Genomic Health reported the results of two studies, which found genes that could help predict the likelihood of recurrence of and chemotherapy benefit for early-stage colon cancer.
The first report evaluated colon cancers from patients treated with surgery alone, including 270 volunteers from the National Surgical Adjuvant Breast & Bowel Project (NSABP) C-01/C-02 study and 765 people were treated at the Cleveland Clinic. Researchers found 65 genes significantly associated with colon cancer recurrence across both patient populations. The range of individual gene expression was associated with an up to 11-fold difference in the risk of disease recurrence, according to Genomic Health.
The second study analyzed colon cancers from an additional 508 patients who were treated with surgery plus 5-FU/LV chemotherapy in the NSABP study C-06. The investigators discovered 56 genes that were significantly associated with disease prognosis for stage II and III colon cancer in this study as well as in patients treated with surgery alone in the NSABP C-01/C-02 and at the Cleveland Clinic.
The scientists also used 15 of the 56 genes as a preliminary model to stratify patients into recurrence-risk categories.

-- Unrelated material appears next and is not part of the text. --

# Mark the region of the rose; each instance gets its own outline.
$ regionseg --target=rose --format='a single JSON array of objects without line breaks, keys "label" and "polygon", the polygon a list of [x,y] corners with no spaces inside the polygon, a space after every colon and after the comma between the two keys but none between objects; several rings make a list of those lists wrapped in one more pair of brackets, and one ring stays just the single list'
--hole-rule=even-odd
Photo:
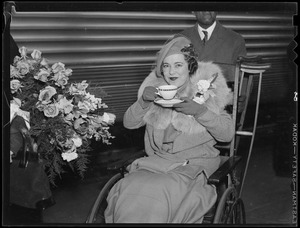
[{"label": "rose", "polygon": [[64,136],[67,138],[73,138],[74,135],[76,135],[75,130],[70,126],[66,126]]},{"label": "rose", "polygon": [[193,100],[199,104],[205,103],[205,101],[209,98],[209,96],[214,97],[215,94],[212,90],[209,89],[214,89],[216,86],[212,84],[212,82],[217,78],[218,74],[216,74],[214,77],[212,77],[209,80],[199,80],[197,83],[198,87],[198,92],[196,93],[195,97]]},{"label": "rose", "polygon": [[90,101],[90,104],[92,105],[93,109],[101,108],[101,98],[95,97],[95,95],[86,93],[85,97]]},{"label": "rose", "polygon": [[41,102],[37,102],[37,103],[36,103],[36,108],[37,108],[39,111],[41,111],[41,112],[44,111],[45,107],[46,107],[46,104],[43,104],[43,103],[41,103]]},{"label": "rose", "polygon": [[115,122],[116,116],[112,113],[103,113],[103,121],[107,124],[113,124]]},{"label": "rose", "polygon": [[82,118],[78,118],[74,121],[74,129],[78,134],[85,135],[88,132],[89,123]]},{"label": "rose", "polygon": [[67,122],[67,123],[71,123],[70,121],[73,121],[74,119],[74,114],[73,113],[68,113],[65,117],[64,117],[64,120]]},{"label": "rose", "polygon": [[77,88],[77,86],[75,84],[71,84],[70,87],[69,87],[69,93],[71,95],[75,95],[75,94],[79,94],[79,95],[84,95],[85,94],[85,91],[82,91],[82,90],[79,90]]},{"label": "rose", "polygon": [[209,89],[210,82],[207,80],[199,80],[199,82],[197,83],[197,86],[198,86],[199,92],[204,93]]},{"label": "rose", "polygon": [[22,78],[23,76],[20,75],[20,72],[16,67],[10,65],[10,77],[11,78]]},{"label": "rose", "polygon": [[13,79],[10,81],[10,90],[11,93],[16,93],[18,90],[21,90],[21,87],[23,87],[21,85],[21,82],[17,79]]},{"label": "rose", "polygon": [[66,70],[64,71],[64,74],[65,74],[66,76],[71,76],[71,75],[72,75],[72,72],[73,72],[73,70],[70,69],[70,68],[68,68],[68,69],[66,69]]},{"label": "rose", "polygon": [[55,141],[57,141],[58,145],[60,145],[61,147],[64,146],[66,140],[61,131],[56,131]]},{"label": "rose", "polygon": [[21,54],[21,57],[26,58],[27,56],[27,48],[26,47],[21,47],[19,48],[19,53]]},{"label": "rose", "polygon": [[80,112],[88,113],[91,108],[93,109],[93,106],[91,106],[91,104],[88,101],[83,101],[83,102],[79,101],[78,108],[79,108]]},{"label": "rose", "polygon": [[40,80],[42,82],[48,81],[48,76],[50,75],[50,72],[46,69],[40,69],[37,75],[34,76],[36,80]]},{"label": "rose", "polygon": [[72,139],[67,139],[64,144],[64,147],[65,148],[73,148],[73,146],[74,146],[74,141]]},{"label": "rose", "polygon": [[44,107],[44,115],[47,117],[55,117],[59,113],[55,104],[49,104]]},{"label": "rose", "polygon": [[17,69],[19,70],[21,75],[26,75],[29,72],[30,66],[27,62],[19,61],[17,63]]},{"label": "rose", "polygon": [[53,95],[56,94],[56,89],[52,86],[46,86],[43,90],[40,91],[39,101],[43,104],[47,104],[50,102],[50,99]]},{"label": "rose", "polygon": [[31,57],[35,60],[40,60],[41,56],[42,56],[42,52],[36,49],[34,49],[33,52],[31,53]]},{"label": "rose", "polygon": [[85,90],[89,86],[88,83],[86,83],[86,80],[82,81],[81,83],[77,83],[77,88],[79,90]]},{"label": "rose", "polygon": [[74,137],[72,138],[72,140],[76,147],[80,147],[82,145],[82,139],[80,137]]},{"label": "rose", "polygon": [[52,65],[52,71],[54,74],[56,74],[57,72],[63,71],[65,70],[65,64],[59,62],[59,63],[54,63]]},{"label": "rose", "polygon": [[97,98],[95,97],[94,94],[86,93],[85,97],[86,97],[87,99],[89,99],[89,100],[90,100],[91,102],[93,102],[93,103],[97,103],[97,102],[98,102],[98,101],[97,101]]},{"label": "rose", "polygon": [[61,72],[56,73],[53,77],[52,80],[55,81],[55,85],[58,85],[62,88],[64,88],[65,85],[68,84],[68,77],[66,77],[64,74]]},{"label": "rose", "polygon": [[33,70],[36,69],[37,64],[38,64],[36,60],[28,59],[28,60],[26,60],[26,62],[27,62],[28,65],[29,65],[29,71],[33,71]]},{"label": "rose", "polygon": [[71,84],[70,87],[69,87],[69,93],[71,95],[74,95],[74,94],[77,93],[77,91],[78,91],[78,89],[73,84]]},{"label": "rose", "polygon": [[20,60],[21,60],[21,57],[17,55],[17,56],[14,58],[14,65],[16,65]]},{"label": "rose", "polygon": [[66,97],[63,97],[57,102],[57,107],[63,110],[65,114],[68,114],[73,110],[74,105],[72,100],[67,100]]},{"label": "rose", "polygon": [[86,81],[82,81],[81,83],[72,83],[70,88],[69,88],[69,93],[71,95],[74,94],[80,94],[80,95],[85,95],[85,89],[89,86],[89,84],[86,83]]},{"label": "rose", "polygon": [[47,67],[48,68],[48,60],[43,58],[42,61],[40,62],[40,64],[44,67]]},{"label": "rose", "polygon": [[75,119],[78,119],[79,117],[86,118],[87,113],[81,112],[81,110],[74,108],[73,109],[73,115]]},{"label": "rose", "polygon": [[78,154],[76,152],[62,153],[61,156],[62,156],[63,160],[67,160],[68,162],[78,158]]},{"label": "rose", "polygon": [[101,127],[103,121],[103,117],[99,115],[92,115],[89,116],[89,123],[92,125],[94,128]]}]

Overall, Genomic Health has completed four independent studies involving 1,851 colon cancer patients to evaluate a total of 761 genes. This data will support the selection of the final gene set.
“This marks an important step in our effort to develop a test to personalize treatment decisions for early-stage colon cancer patients using the same rigorous clinical development and validation process as we did with Oncotype DX for breast cancer,” says Steven Shak, M.D., CMO.
The results of the studies were presented on January 26 at “ASCO GI” in Orlando, FL.